[html4all] HTML Specifications
Robert J Burns
rob at robburns.com
Sun Feb 1 12:30:46 PST 2009
Hello 4All,
I've made some substantial progress on developing an HTML4All HTML
specification/specifications. I've done a lot to re-factor the way
HTML is framed: mostly to avoid the common confusion of technical
terms (such as an HTML document which can mean an HTML document
regardless of its serialized form or can mean a non-XHTML document),
but I think there are many other benefits too. Based on earlier
messages I sent to the HTML WG, I followed my own advice and separated
the parsing from the vocabulary from the browser behavior. My thinking
is that, other than parsing and the presentation of HTML vocabulary, I
will mostly rely on referencing the HTML5 specification in terms of
browser behavior. For the presentation of HTML vocabulary, I expect to
describe that mostly in CSS terms (though there are some things that
have no CSS analog) so any CSS conforming UA will be able to easily
support the presentation of our HTML (which I'm modestly calling HTML
4.1 for lack of another name).
-------------- next part --------------
A non-text attachment was scrubbed...
Name: HTML4AllStack.png
Type: image/png
Size: 39152 bytes
Desc: not available
URL: <http://wilbur.bytowninternet.com/pipermail/list_html4all.org/attachments/20090201/1e49c60d/attachment-0001.png>
-------------- next part --------------
Parsing:
The parsing adds many forward compatible features that Ian has
rejected under the claim that no browser is going to make any changes
to the parsing (so apparently we specify the incorrect parsing because
we take the fatalist position that "oh well, no one will implement the
HTML5 parsing algorithm anyway"). Some of the changes I added to the
parsing algorithm are already supported in one browser or another. For
example I added the WebKit behavior of allowing a self-closing tag on
'script' elements with a 'src' attribute. I've also added support for
new and unknown elements in the head which some browsers support
(e.g., I think Opera off of the top of my head).

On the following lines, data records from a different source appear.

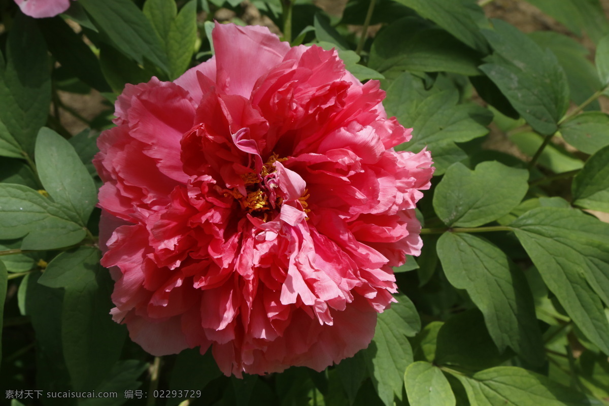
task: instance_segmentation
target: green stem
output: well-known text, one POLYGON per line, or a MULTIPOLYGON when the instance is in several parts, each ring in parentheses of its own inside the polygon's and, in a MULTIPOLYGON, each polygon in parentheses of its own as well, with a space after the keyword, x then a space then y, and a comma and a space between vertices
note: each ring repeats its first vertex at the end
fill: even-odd
POLYGON ((543 152, 543 150, 545 149, 546 145, 550 143, 550 141, 552 139, 552 138, 555 135, 555 134, 556 133, 554 133, 554 134, 546 135, 546 138, 543 139, 543 142, 541 142, 541 145, 539 146, 539 148, 537 149, 535 155, 533 155, 533 158, 532 158, 531 160, 529 162, 529 165, 527 166, 528 169, 532 169, 533 167, 535 166, 535 164, 537 163, 537 159, 538 159, 539 157, 541 156, 541 153, 543 152))
POLYGON ((146 402, 147 406, 153 406, 155 404, 155 397, 153 396, 154 391, 158 388, 158 377, 160 375, 161 370, 161 357, 155 357, 154 362, 150 369, 150 384, 148 387, 148 401, 146 402))
POLYGON ((4 323, 2 328, 11 327, 12 326, 21 326, 30 323, 29 316, 19 316, 18 317, 9 317, 4 319, 4 323))
POLYGON ((370 0, 370 5, 368 7, 368 12, 366 13, 366 18, 364 20, 364 27, 362 29, 362 36, 359 38, 359 43, 357 44, 357 48, 355 50, 355 53, 361 55, 364 49, 364 44, 366 43, 366 37, 368 35, 368 27, 370 25, 370 20, 372 19, 372 13, 375 10, 375 3, 376 0, 370 0))
POLYGON ((562 172, 560 173, 557 173, 556 175, 552 175, 551 176, 547 176, 541 179, 538 179, 537 180, 533 181, 529 185, 531 187, 537 186, 538 184, 541 184, 543 183, 547 183, 548 182, 553 182, 555 180, 558 180, 559 179, 566 179, 567 178, 571 178, 574 177, 579 173, 581 169, 574 169, 573 170, 569 170, 566 172, 562 172))
POLYGON ((15 255, 15 254, 23 254, 26 251, 23 250, 19 250, 19 248, 14 248, 13 250, 5 250, 4 251, 0 251, 0 256, 3 255, 15 255))
POLYGON ((420 234, 442 234, 443 233, 491 233, 493 231, 511 231, 512 227, 490 226, 488 227, 442 227, 440 228, 421 228, 420 234))
MULTIPOLYGON (((586 100, 585 102, 577 106, 572 111, 571 111, 568 114, 565 114, 565 116, 563 116, 563 118, 560 119, 560 120, 558 121, 558 122, 557 123, 557 124, 558 125, 560 125, 567 120, 569 120, 572 117, 575 117, 576 116, 577 116, 577 114, 579 114, 580 113, 582 112, 582 111, 584 108, 586 108, 586 106, 590 104, 595 100, 600 97, 602 95, 602 94, 605 92, 605 91, 607 90, 608 87, 609 87, 609 85, 605 85, 602 89, 597 90, 596 92, 594 93, 594 94, 592 96, 591 96, 590 97, 588 98, 588 100, 586 100)), ((533 155, 533 158, 531 158, 530 161, 529 163, 529 166, 527 167, 529 169, 535 166, 535 164, 537 163, 537 159, 539 159, 540 156, 541 156, 541 153, 543 152, 543 150, 546 148, 546 146, 550 143, 550 141, 552 139, 552 138, 554 137, 555 135, 556 135, 556 133, 554 133, 554 134, 549 134, 546 136, 546 138, 544 138, 543 139, 543 142, 542 142, 541 145, 540 145, 539 148, 535 152, 535 155, 533 155)))
POLYGON ((599 90, 597 90, 596 92, 594 92, 592 96, 591 96, 590 97, 588 98, 588 100, 586 100, 585 102, 584 102, 582 104, 580 104, 579 106, 577 106, 575 108, 574 110, 573 110, 572 111, 571 111, 571 113, 569 113, 568 114, 565 114, 565 116, 563 117, 563 118, 560 119, 560 120, 558 121, 558 125, 560 125, 561 124, 562 124, 563 122, 565 122, 567 120, 569 120, 569 119, 570 119, 575 117, 576 116, 577 116, 577 114, 579 114, 580 113, 581 113, 582 111, 586 108, 586 106, 587 106, 588 105, 590 104, 591 103, 592 103, 593 102, 594 102, 595 100, 596 100, 597 99, 598 99, 599 97, 600 97, 601 96, 602 96, 603 93, 605 93, 605 91, 607 89, 607 87, 609 87, 609 85, 607 85, 605 86, 602 89, 599 89, 599 90))
POLYGON ((15 279, 18 278, 21 278, 21 276, 25 276, 26 275, 29 275, 32 272, 37 271, 37 269, 32 269, 29 271, 26 271, 25 272, 16 272, 15 273, 9 273, 9 276, 7 277, 7 279, 15 279))
POLYGON ((282 0, 283 9, 283 40, 292 42, 292 0, 282 0))

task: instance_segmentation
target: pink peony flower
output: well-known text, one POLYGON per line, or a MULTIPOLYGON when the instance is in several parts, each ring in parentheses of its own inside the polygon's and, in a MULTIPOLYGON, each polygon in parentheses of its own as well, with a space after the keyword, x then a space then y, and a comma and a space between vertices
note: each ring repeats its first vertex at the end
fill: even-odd
POLYGON ((24 14, 34 18, 54 17, 68 10, 69 0, 15 0, 24 14))
POLYGON ((430 154, 334 51, 216 24, 216 55, 127 85, 99 137, 111 313, 155 355, 227 375, 321 371, 366 348, 418 255, 430 154))

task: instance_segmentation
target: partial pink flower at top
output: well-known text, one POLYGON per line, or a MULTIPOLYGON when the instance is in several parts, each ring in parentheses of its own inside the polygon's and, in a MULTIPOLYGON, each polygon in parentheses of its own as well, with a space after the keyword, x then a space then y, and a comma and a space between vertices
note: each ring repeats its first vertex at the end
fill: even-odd
POLYGON ((216 55, 127 85, 94 159, 114 320, 227 375, 321 371, 366 348, 418 255, 429 153, 335 51, 216 24, 216 55))
POLYGON ((54 17, 70 7, 70 0, 15 0, 24 14, 34 18, 54 17))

I added namespace aware parsing to the parsing algorithm so that not
only are 'html', 'mathml', and presumably 'svg' to be added to their
respective namespaces, but any author declared namespace will also be
added to the appropriate namespace. This namespace aware parsing is
not all that different from IEs text/html parser (though IE admittedly
is a bit less namespace aware in its resulting document).

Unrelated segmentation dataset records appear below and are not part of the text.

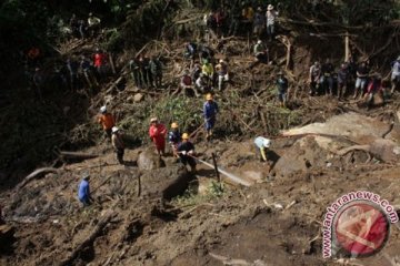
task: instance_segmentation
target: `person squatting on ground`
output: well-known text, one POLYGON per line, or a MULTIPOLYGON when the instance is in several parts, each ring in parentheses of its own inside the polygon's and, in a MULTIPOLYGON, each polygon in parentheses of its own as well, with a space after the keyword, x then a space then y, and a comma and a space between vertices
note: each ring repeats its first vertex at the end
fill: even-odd
POLYGON ((149 135, 151 141, 154 142, 159 156, 166 155, 167 127, 159 123, 157 117, 150 120, 149 135))
POLYGON ((111 143, 117 154, 118 162, 120 164, 123 164, 124 144, 122 140, 122 134, 117 126, 112 127, 111 143))
POLYGON ((168 133, 168 142, 171 145, 172 149, 172 153, 174 156, 178 156, 178 145, 179 143, 181 143, 182 141, 182 136, 181 133, 179 131, 179 125, 177 122, 173 122, 171 124, 171 131, 168 133))
MULTIPOLYGON (((279 8, 279 4, 278 4, 279 8)), ((278 18, 279 12, 273 9, 272 4, 268 4, 266 18, 267 18, 267 35, 269 40, 271 41, 274 38, 276 29, 274 29, 274 22, 278 18)))
POLYGON ((278 101, 280 102, 280 105, 282 108, 286 108, 289 82, 288 79, 283 75, 282 71, 278 73, 277 89, 278 89, 278 101))
POLYGON ((180 161, 186 166, 187 164, 190 165, 190 171, 196 171, 196 160, 194 160, 194 145, 189 141, 189 134, 182 134, 182 142, 178 145, 178 154, 180 161))
POLYGON ((391 70, 391 90, 390 93, 393 94, 397 88, 399 88, 400 84, 400 57, 397 58, 397 60, 392 63, 392 70, 391 70))
POLYGON ((261 162, 268 162, 267 152, 268 149, 271 146, 271 140, 266 139, 263 136, 257 136, 254 140, 254 144, 260 154, 261 162))
POLYGON ((90 175, 83 174, 82 181, 79 184, 78 187, 78 198, 83 204, 83 206, 89 206, 91 202, 93 202, 93 198, 90 195, 90 175))
POLYGON ((100 116, 98 122, 102 125, 108 139, 111 139, 111 131, 112 127, 116 125, 116 120, 111 113, 107 112, 106 106, 100 108, 100 116))
POLYGON ((206 102, 203 104, 203 116, 206 123, 206 139, 209 140, 212 136, 212 129, 216 124, 217 113, 218 113, 218 104, 213 101, 211 93, 206 95, 206 102))

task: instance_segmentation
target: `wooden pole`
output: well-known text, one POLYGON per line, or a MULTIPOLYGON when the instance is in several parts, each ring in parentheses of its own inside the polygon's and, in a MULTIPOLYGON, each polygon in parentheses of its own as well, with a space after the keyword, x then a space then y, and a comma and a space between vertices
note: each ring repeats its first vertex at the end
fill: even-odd
POLYGON ((218 184, 221 186, 221 176, 219 175, 219 172, 218 172, 216 153, 212 153, 212 162, 213 162, 213 165, 214 165, 214 171, 216 171, 218 184))

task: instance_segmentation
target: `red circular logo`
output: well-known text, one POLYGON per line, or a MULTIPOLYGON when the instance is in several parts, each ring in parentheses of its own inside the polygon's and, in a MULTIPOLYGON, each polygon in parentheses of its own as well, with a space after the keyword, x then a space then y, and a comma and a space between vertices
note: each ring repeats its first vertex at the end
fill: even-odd
POLYGON ((337 215, 337 243, 352 256, 373 255, 387 243, 390 223, 382 211, 368 202, 356 202, 337 215))

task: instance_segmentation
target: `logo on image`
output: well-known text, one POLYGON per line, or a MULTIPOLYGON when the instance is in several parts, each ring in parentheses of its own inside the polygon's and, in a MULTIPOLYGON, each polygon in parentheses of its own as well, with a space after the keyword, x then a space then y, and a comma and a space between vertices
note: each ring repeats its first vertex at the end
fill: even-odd
POLYGON ((322 256, 371 256, 383 248, 390 224, 399 217, 387 200, 371 192, 351 192, 327 208, 322 256))

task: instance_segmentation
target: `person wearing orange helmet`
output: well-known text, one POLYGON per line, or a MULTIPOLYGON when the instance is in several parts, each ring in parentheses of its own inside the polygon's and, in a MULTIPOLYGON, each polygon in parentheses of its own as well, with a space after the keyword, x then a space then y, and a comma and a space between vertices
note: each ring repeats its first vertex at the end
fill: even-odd
POLYGON ((157 117, 152 117, 150 120, 149 135, 156 144, 156 150, 158 154, 160 156, 164 155, 167 127, 163 124, 159 123, 157 117))
POLYGON ((206 122, 206 139, 209 140, 212 135, 212 129, 216 124, 217 113, 219 111, 217 102, 213 101, 211 93, 206 95, 206 102, 203 104, 203 115, 206 122))
POLYGON ((179 143, 182 141, 181 133, 179 131, 179 125, 177 122, 171 124, 171 131, 168 133, 168 141, 172 147, 173 155, 178 155, 177 149, 179 143))

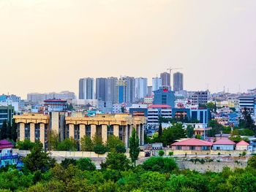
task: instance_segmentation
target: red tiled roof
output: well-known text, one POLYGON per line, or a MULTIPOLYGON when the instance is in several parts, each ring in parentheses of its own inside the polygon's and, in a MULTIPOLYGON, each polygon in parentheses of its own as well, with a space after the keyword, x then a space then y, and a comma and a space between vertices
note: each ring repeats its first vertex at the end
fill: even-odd
POLYGON ((214 145, 235 145, 236 142, 227 139, 227 138, 222 138, 217 142, 214 142, 214 145))
POLYGON ((246 142, 244 140, 241 140, 241 142, 238 142, 236 145, 249 145, 247 142, 246 142))
POLYGON ((12 147, 13 147, 13 145, 10 142, 8 142, 7 140, 0 141, 0 149, 12 148, 12 147))
POLYGON ((175 142, 171 146, 211 146, 212 143, 206 141, 192 138, 181 142, 175 142))
POLYGON ((167 104, 151 104, 148 107, 148 109, 153 108, 167 108, 170 109, 170 106, 167 104))

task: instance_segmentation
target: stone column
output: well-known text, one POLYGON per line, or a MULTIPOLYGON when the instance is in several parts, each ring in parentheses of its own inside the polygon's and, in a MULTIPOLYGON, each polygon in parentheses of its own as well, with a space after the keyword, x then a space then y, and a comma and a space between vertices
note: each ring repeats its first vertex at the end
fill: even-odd
POLYGON ((91 125, 91 139, 93 139, 96 134, 96 125, 91 125))
POLYGON ((86 126, 83 124, 80 124, 79 126, 80 129, 80 141, 81 141, 81 139, 83 137, 83 136, 86 135, 86 126))
POLYGON ((34 139, 34 123, 30 123, 30 141, 32 142, 35 142, 34 139))
POLYGON ((102 125, 102 142, 105 143, 108 140, 108 126, 102 125))
POLYGON ((141 145, 144 145, 144 134, 145 134, 145 125, 141 125, 141 145))
POLYGON ((25 139, 25 123, 20 123, 20 141, 25 139))
POLYGON ((128 147, 129 136, 128 136, 128 126, 124 127, 124 145, 125 147, 128 147))
POLYGON ((119 126, 118 125, 114 125, 113 126, 113 131, 114 131, 114 136, 119 138, 119 126))
POLYGON ((141 132, 140 132, 141 127, 140 127, 140 126, 141 126, 141 124, 139 124, 138 126, 138 132, 137 132, 138 137, 139 137, 139 139, 140 139, 140 145, 141 145, 141 132))
POLYGON ((40 142, 42 143, 43 148, 45 148, 45 123, 40 123, 40 142))
POLYGON ((75 134, 75 128, 74 128, 74 124, 69 124, 69 138, 75 138, 74 137, 75 134))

I'm also in the process of explicitly adding the HTML4All elements to
the parsing algorithm, though a browser implementing the parsing
algorithm will automatically work with our newly added elements (which
is the forward compatibility feature I added already).
Serialization:
In the spirit of separating implementation conformance from document
conformance, the parsing algorithm is entirely about implementation
conformance. Serialization on the other hand is entirely about
document conformance (well except for serializing
implementations :-) ). My goal is to have a canonical HTML
serialization (what I'm calling cHTML with c for canonical) that
basically follows the XHTML1.0 appendix C criteria and the new W3C
Media Types note[1] with respect to HTML (and obviously not the
script, DOM, and CSS criteria in that note). This serialization
promotes what many of us insist are best practices in serialization.
Leif has raised with me the desire to allow some source minimization
and I think this could be done with alternate serialization
specifications (which would have some corresponding conformance
checking service). The possible alterations a serialization separate
from the cHTML serialization might add (in order of best practice
where each item in the list is a little worse practice IMHO).

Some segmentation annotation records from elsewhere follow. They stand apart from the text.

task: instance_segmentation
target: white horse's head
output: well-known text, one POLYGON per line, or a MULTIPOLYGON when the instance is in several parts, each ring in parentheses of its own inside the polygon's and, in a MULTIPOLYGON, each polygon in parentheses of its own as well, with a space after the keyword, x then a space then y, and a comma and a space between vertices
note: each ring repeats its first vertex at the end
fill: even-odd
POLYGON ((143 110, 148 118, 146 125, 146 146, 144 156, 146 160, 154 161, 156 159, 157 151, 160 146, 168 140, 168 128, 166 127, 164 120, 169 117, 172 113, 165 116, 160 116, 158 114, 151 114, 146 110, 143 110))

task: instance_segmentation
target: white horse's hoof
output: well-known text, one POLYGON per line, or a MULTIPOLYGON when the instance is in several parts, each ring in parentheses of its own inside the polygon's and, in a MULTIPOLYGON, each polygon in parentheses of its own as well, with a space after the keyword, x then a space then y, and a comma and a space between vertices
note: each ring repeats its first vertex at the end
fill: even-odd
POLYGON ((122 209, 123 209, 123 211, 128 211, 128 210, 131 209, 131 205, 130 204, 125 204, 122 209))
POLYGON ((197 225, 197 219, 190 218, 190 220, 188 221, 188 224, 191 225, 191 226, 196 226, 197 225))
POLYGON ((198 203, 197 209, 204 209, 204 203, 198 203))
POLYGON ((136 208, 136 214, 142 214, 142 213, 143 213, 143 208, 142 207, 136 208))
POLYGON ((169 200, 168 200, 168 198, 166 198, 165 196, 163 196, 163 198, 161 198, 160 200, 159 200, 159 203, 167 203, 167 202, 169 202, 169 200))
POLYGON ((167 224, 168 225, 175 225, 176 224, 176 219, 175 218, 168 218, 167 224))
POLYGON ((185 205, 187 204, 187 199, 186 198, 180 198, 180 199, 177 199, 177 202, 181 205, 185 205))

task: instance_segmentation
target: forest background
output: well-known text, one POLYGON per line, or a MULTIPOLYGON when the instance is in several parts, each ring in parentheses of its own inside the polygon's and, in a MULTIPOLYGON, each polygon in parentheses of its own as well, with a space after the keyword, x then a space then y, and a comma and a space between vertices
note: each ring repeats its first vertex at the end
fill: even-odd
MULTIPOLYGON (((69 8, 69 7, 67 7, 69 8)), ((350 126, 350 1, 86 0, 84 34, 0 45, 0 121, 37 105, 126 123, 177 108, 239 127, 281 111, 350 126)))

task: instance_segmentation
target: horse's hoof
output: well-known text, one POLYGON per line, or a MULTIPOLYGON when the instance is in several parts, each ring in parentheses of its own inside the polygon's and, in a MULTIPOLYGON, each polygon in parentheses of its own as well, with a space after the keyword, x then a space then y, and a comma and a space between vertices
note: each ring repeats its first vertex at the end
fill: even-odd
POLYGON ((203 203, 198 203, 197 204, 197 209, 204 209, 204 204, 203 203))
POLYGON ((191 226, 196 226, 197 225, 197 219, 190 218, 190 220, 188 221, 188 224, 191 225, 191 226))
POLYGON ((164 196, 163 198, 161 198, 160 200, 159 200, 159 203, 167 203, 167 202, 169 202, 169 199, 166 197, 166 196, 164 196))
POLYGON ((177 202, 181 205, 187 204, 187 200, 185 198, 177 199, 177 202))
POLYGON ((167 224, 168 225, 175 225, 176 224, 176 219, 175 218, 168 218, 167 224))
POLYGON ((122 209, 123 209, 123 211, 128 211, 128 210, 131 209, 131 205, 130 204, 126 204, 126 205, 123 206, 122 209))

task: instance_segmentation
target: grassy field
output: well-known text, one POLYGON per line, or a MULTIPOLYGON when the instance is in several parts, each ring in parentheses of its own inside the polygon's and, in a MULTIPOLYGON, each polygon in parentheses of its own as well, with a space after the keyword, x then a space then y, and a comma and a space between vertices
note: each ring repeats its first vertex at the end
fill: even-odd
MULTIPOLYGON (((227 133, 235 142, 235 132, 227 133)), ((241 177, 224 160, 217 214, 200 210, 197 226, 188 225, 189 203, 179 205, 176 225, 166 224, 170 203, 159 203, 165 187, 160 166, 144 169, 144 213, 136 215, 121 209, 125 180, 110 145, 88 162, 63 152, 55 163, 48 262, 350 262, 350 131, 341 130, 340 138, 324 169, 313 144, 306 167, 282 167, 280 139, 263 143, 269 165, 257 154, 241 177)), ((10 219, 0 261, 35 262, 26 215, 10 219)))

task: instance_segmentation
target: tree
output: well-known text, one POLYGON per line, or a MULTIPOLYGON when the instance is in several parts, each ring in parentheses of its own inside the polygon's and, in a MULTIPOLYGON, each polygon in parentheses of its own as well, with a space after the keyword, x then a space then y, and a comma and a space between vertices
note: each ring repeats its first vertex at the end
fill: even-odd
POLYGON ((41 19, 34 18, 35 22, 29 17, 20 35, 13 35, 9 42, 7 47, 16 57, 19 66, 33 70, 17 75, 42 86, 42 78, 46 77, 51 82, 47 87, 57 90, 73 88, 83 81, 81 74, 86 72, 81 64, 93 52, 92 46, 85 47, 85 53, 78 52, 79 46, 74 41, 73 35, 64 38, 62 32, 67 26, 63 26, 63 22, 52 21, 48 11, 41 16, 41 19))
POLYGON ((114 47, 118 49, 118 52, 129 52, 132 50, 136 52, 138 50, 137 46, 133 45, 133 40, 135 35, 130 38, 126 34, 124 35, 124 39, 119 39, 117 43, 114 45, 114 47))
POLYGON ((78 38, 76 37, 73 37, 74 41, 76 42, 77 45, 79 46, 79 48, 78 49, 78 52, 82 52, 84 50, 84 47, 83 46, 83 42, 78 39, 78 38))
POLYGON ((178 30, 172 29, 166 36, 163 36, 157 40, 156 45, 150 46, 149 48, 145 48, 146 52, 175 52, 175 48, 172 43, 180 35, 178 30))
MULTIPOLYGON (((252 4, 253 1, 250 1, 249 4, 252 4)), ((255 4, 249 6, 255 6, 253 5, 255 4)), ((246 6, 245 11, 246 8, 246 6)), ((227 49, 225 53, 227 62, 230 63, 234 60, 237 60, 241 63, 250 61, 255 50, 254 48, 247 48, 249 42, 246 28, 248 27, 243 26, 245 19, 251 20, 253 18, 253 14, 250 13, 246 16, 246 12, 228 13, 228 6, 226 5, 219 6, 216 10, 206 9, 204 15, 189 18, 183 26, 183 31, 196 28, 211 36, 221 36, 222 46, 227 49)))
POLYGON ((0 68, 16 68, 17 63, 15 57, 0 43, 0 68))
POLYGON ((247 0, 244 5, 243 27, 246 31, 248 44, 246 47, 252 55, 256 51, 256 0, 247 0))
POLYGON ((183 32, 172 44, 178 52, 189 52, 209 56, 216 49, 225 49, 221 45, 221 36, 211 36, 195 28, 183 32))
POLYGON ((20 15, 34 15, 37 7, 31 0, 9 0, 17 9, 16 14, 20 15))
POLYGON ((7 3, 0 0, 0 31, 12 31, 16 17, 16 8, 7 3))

? element tag minimization where some closing tags can be omitted
(except for 'p') and opening and closing tags can be omitted on
'html', 'head', 'body', and 'tbody' and 'colgroup' (I expect to
require explicit 'tbody' and 'colgroup' in the cHMTL serialization)
? omission of the self-closing tag solidus "/" from elements defined
as empty
? boolean attribute minimization (e.g., "<object data='url' declare
>...</object>" instead of "<object data='url' declare='declare' >...</
object>")
? omission of quotation marks from attribute values in certain
circumstances
? 'p' element closing tag omission. I expect to require this in the
cHTML serialization for forward compatibility reasons. It was clearly
a mistake to ever allow 'p' close tag omission and requiring going
forward means that there are no strange exceptional cases with new
elements such as the 'section' element which will work in many
browsers automatically (and with the tHTML parsing algorithm) in a
forward compatible way, but will not implicitly close the 'p' element
as it should.
The last two items are particularly troublesome for various reasons I
won't go into now, but I think if we do define an alternate
serialization to the cHTML serialization it should not include the
last two items in the list (though some authors "in the know" will no
how to produce even more minimized syntax that still parses
correctly). In any even such a serialization will be compatible with
the tHTML parser, but not with an XML parser, so authors can decide to
maintain code only for tHTML and SGML parsing or for XML, SGML, and
tHTML parsing with the cHTML serialization.
Vocabulary:
This is really the meat of the proposal. This is my attempt to do what
I thought Ian should have been doing all along: listening to the
members of the WG, engaging in dialog with them on and off list, and
weaving their best suggestions into a new HTML vocabulary
specification of which we could all be proud. There is a lot of new
ideas in this vocabulary and therefore there is a lot to absorb in it.
However, I think the features will prove quite intuitive and simple
for authors to use and many things that today require complex
scripting can be done in HTML 4.1 simply and with HTML-style
declarative markup and a conforming browser.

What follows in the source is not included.